Great app, I use it for a while and i love it, I submit it to productivity directory: https://productivity.directory/t... I also write a guide for it: https://blog.productivity.direct...
Todoist to me is about as simple as it gets. A todo app. But they do todo'ing better than all the other top competitors in the to-do app space. I still have my eye out for an up and coming competitor with fresh, innovative features, but until then, I'll take my Master karma and keep on todo'ing with Todoist.
I rely on this daily for personal tasks and work. Extremely reliable and robust, without the fluff.
More inclusive evolving good cloud task management limited for scale and growth , but opensource api with good green future too , creative builders teams
Todoist is a lifesaver for staying organized and productive! Its simple yet powerful features make task management effortless, whether for personal goals or work projects. A must-have for staying on top of everything!
The Best, Nothing is even a Close 2nd. i have been using it for 10 years now. having tried most apps. Their team and focus on the product is as good as Apple
I started testing todoist for myself today. It seems it's useful for me. In the first view, todoist is pretty user-friendly and intuitive. The pricing is also truly fair. I'll check the additional integrated features the next weeks.

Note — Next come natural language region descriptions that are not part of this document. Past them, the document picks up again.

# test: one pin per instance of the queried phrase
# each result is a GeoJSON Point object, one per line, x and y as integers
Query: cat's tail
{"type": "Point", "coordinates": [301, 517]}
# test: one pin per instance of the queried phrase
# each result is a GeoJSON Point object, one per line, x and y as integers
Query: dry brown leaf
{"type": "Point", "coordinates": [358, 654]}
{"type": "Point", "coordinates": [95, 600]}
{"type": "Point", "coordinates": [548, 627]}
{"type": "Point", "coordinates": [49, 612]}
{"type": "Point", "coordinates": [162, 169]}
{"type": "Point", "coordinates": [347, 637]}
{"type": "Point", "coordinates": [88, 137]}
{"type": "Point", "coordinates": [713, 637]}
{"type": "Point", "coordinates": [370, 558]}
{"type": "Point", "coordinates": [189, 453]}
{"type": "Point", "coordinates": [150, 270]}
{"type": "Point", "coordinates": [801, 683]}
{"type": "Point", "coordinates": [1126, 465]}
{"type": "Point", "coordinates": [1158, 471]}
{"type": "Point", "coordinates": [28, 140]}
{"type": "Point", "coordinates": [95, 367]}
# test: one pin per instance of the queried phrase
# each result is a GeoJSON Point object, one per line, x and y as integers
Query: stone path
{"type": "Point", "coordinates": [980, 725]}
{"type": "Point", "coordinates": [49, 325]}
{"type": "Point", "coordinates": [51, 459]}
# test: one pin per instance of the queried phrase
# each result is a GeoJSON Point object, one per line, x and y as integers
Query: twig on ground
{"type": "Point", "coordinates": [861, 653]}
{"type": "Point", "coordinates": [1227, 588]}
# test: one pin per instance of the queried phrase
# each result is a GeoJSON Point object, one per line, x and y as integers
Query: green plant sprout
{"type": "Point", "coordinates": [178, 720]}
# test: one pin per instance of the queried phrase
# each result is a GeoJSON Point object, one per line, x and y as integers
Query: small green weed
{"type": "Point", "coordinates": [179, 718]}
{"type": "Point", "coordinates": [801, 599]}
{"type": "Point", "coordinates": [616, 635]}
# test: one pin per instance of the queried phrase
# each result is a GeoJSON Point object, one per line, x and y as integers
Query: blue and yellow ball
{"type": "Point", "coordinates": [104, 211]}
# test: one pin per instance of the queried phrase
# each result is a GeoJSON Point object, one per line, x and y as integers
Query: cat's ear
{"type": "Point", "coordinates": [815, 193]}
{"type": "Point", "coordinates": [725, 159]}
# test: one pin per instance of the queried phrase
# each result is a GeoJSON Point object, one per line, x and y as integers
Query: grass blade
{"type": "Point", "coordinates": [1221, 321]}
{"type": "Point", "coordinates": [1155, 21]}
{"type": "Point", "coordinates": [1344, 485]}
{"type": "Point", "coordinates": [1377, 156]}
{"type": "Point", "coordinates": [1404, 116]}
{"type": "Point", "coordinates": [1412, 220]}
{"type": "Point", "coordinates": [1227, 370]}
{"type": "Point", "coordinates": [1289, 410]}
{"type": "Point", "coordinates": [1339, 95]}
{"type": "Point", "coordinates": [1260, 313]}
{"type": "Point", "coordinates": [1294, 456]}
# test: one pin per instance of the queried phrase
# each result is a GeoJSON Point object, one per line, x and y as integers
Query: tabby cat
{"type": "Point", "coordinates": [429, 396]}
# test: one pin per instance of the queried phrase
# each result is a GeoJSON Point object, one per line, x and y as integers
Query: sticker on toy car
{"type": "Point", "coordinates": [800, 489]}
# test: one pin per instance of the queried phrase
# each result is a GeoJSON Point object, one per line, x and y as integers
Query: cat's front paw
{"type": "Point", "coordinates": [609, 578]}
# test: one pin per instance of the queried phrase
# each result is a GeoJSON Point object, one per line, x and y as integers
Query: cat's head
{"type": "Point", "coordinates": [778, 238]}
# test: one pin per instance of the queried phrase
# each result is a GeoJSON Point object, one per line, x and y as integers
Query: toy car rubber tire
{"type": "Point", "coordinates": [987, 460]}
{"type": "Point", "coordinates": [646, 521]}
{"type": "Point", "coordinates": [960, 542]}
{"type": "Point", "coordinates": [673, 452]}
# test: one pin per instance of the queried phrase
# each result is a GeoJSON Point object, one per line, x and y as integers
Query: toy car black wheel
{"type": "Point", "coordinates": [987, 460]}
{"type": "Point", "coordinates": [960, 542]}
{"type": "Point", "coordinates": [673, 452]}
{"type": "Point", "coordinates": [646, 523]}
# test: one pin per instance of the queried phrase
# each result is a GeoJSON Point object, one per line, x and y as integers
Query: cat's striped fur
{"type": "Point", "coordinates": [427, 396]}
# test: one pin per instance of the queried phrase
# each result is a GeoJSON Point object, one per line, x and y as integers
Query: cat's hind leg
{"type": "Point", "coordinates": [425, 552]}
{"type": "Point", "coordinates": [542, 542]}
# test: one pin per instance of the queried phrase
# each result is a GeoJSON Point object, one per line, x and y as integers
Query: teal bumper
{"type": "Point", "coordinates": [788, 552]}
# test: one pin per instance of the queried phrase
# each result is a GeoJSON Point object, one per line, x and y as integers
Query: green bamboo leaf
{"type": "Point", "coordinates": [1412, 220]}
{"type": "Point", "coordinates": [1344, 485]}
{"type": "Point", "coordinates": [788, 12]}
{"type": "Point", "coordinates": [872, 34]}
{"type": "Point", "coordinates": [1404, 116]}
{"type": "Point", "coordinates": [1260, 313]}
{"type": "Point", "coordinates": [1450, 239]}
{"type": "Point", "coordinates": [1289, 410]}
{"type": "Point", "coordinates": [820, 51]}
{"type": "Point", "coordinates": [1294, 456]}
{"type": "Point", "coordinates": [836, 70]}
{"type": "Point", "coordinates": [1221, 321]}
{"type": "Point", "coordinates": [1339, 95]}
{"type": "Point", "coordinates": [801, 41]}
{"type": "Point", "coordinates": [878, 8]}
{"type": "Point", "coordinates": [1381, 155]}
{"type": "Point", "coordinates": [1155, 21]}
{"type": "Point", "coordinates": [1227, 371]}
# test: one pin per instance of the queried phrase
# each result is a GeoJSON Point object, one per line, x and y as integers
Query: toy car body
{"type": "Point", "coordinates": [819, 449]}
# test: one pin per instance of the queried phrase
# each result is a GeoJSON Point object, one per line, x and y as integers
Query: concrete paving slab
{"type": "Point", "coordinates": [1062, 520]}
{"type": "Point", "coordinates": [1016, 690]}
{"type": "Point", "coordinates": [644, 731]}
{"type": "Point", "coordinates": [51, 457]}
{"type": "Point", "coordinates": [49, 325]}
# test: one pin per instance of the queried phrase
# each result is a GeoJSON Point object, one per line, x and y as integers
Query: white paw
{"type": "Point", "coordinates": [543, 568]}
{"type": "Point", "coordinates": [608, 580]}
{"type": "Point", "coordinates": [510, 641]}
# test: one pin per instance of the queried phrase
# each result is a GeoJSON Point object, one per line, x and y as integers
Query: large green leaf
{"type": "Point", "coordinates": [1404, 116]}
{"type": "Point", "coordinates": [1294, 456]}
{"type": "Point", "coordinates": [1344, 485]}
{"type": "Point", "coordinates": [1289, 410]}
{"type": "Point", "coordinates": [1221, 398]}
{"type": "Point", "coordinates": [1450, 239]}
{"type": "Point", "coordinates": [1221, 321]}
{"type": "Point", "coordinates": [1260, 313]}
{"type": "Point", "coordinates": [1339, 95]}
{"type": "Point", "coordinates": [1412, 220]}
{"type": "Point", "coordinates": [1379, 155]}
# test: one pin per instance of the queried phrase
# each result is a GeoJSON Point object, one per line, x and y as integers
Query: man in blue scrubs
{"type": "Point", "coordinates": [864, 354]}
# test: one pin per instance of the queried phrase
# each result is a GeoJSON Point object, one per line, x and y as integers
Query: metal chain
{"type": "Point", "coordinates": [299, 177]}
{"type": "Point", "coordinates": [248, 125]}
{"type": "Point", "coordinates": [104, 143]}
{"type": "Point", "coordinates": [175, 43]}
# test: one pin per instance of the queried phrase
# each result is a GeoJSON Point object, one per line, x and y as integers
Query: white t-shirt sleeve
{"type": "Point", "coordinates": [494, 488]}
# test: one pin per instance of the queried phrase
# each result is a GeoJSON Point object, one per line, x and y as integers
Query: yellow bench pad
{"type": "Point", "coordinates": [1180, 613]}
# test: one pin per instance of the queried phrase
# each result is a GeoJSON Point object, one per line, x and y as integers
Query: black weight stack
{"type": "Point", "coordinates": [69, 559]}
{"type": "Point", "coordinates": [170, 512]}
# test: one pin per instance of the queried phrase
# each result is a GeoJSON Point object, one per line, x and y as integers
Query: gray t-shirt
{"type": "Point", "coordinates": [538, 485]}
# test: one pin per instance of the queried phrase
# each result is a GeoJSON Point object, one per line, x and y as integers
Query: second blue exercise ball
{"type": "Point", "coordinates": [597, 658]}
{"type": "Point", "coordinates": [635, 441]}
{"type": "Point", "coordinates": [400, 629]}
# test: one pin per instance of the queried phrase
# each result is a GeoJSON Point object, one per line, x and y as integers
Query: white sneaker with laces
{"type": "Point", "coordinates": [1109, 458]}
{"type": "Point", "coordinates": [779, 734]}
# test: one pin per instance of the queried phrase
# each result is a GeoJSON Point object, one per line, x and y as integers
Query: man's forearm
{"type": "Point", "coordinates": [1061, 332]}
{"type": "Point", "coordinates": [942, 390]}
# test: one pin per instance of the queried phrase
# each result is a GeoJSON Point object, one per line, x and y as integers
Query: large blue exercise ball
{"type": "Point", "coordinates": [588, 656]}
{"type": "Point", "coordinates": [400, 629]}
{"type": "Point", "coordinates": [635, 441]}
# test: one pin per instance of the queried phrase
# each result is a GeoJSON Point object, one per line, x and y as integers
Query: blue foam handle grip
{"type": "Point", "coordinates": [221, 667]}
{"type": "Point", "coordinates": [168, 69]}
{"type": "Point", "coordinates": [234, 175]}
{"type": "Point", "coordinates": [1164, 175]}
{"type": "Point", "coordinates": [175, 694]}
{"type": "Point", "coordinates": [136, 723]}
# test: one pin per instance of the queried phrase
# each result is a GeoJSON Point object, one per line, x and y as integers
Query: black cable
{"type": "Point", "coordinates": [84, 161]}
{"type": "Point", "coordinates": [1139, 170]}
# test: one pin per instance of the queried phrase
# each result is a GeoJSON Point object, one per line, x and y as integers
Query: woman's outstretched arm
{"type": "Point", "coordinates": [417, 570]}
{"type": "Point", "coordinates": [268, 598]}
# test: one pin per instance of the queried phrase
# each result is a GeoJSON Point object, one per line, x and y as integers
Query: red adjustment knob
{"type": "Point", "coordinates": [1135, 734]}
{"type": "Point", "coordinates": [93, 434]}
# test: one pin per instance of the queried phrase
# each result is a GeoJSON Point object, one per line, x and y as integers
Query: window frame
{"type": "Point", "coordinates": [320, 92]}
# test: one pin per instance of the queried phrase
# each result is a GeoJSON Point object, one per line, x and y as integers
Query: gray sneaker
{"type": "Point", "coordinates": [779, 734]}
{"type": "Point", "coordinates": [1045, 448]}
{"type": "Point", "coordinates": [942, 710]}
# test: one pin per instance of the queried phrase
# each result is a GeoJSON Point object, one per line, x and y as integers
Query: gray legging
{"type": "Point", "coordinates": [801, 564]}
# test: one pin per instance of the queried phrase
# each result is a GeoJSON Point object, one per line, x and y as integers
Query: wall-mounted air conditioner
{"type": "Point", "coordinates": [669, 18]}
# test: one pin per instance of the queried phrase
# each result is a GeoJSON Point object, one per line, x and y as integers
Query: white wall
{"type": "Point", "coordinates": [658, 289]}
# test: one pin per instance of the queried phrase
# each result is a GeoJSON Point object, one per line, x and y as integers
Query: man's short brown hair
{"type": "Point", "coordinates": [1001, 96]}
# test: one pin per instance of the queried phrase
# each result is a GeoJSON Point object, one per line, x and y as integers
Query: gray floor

, explore how humans have historically todoist CUSTOMER SERVICE +1 (8O5)-3O1 7O71 PHONE NUMBER +1 (8O5)-3O1 7O71 CUSTOMER SERVICE +1 (8O5)-3O1 7O71 PHONE NUMBER +1 (8O5)-3O1 7O71 and personally wrestled with the ways in which machines relate to our own bodies, brains, and creativity. At the same time, The Mind Electric, a new book by a neurologist, Pria Anand, reminds us that our own inner workings may not be so easy to replicate. Searches is a strange artifact. Part memoir, part critical analysis, and part AI-assisted creative experimentation, Vara’s essays trace her time as a tech reporter and then novelist in the San Francisco Bay Area alongside the history of the industry she watched grow up. Tech was always close enough to touch: One college friend was an early Google employee, and when Vara started reporting on Facebook (now Meta), she and Mark Zuckerberg became “friends” on his platform. In 2007, she published a scoop that the company was planning to introduce ad targeting based on users’ personal information—the first shot fired in the long, gnarly data war to come. In her essay “Stealing Great Ideas,” she talks about turning down a job reporting on Apple to go to graduate school for fiction. There, she wrote a novel about a tech founder, which was later published as The Immortal King Rao. Vara points out that in some ways at the time, her art was “inextricable from the resources [she] used to create it”—products like Google Docs, a MacBook, an iPhone. But these pre-AI resources were tools, plain and simple. What came next was different.